One of the biggest unanswered questions is how interoperability would ensure you are chatting with the people you think you are. People use different usernames on each platform, and not knowing who someone is could lead to identity issues, explains Alan Duric, cofounder of encrypted messaging app Wire. “If you’re communicating across Wire and WhatsApp, how can the Wire user be certain that the person they are talking to on WhatsApp is authentic?” he says. “How can they be sure the person they're talking to is even using WhatsApp at all?” Duric says this can be combated by verifying each user's identity, which can then help reduce abuse and spam.
Those in favor of interoperability say the best way to do this would be for all companies to adopt one encryption standard and stick to it. These standards already exist—for instance, the Matrix messaging protocol, the XMPP standard, and the upcoming Messaging Layer Security. “If every player in the field—so the gatekeepers but also the smaller player—all connect to the same standard, it ends up being a big glue between the different services,” says Amandine Le Pape, a cofounder of the Matrix standard. This would avoid companies implementing APIs via a piecemeal process, although this isn’t what the European Union has opted for at the moment. “The DMA is just the first step,” Le Pape says.

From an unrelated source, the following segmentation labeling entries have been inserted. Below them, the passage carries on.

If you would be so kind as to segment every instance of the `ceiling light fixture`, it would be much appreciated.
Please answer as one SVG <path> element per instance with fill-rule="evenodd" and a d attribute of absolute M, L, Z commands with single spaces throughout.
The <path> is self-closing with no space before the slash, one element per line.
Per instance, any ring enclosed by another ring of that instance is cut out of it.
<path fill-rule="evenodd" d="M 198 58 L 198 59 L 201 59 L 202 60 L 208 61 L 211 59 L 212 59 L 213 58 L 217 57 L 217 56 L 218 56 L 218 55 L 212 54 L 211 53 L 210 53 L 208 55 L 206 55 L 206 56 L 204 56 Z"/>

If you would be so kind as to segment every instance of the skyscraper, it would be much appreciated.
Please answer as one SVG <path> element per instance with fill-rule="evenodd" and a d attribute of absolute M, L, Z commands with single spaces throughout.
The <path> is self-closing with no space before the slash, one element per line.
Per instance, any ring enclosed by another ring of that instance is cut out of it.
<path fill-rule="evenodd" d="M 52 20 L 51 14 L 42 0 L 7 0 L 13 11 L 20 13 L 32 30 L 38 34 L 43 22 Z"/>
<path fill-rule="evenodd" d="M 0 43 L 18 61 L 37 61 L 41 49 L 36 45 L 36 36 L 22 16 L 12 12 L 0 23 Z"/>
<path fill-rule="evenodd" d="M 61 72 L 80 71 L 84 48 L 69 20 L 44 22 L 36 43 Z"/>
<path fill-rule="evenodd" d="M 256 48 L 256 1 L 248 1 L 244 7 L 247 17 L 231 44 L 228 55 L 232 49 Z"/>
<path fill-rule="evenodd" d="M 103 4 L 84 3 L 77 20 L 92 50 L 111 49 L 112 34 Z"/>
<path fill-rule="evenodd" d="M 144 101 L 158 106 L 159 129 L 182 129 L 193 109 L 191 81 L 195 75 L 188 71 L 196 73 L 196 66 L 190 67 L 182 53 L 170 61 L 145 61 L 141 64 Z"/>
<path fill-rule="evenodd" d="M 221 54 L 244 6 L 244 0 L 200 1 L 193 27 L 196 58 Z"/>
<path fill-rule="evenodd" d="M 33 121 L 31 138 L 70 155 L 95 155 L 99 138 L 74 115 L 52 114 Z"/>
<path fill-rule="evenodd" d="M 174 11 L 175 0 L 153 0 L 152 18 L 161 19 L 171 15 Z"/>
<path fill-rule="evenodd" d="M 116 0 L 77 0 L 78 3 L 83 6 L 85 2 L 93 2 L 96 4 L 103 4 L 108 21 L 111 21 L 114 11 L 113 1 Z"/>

Getting all messaging apps to use one standard would be a significant, time-consuming challenge. “Potentially, you could just have a situation where everyone switches to Matrix,” Kobeissi says. “But Matrix is a fundamentally different security architecture, not just from an end-to-end encryption perspective, but also from a threat modeling perspective.” Each app faces different potential attacks against it—based on its user base and operations—so moving to one model would require companies to reassess how their users could be compromised.
Companies would have to rebuild their entire encryption systems and change multiple features in their apps, a process that could take years. Take Meta: In 2019, the company said it was going to make Instagram DMs and Messenger end-to-end encrypted by default and integrate their infrastructure with WhatsApp. Three years later, the company is still trying to untangle its systems and add safety features. The transition has been harder than expected—and Meta controls all of the technology involved.
Ultimately, how much companies change may come down to the technical realities and the degree of pressure the European Commission, which will enforce the DMA, puts on them. Like GDPR, the DMA could lead to multimillion-dollar fines for businesses that don't comply. However, GDPR has been poorly enforced—including a provision that says people should be able to transport their data from one app to another. Tech companies may have no choice if the European Commission enforces the DMA—but that could be the least of their worries.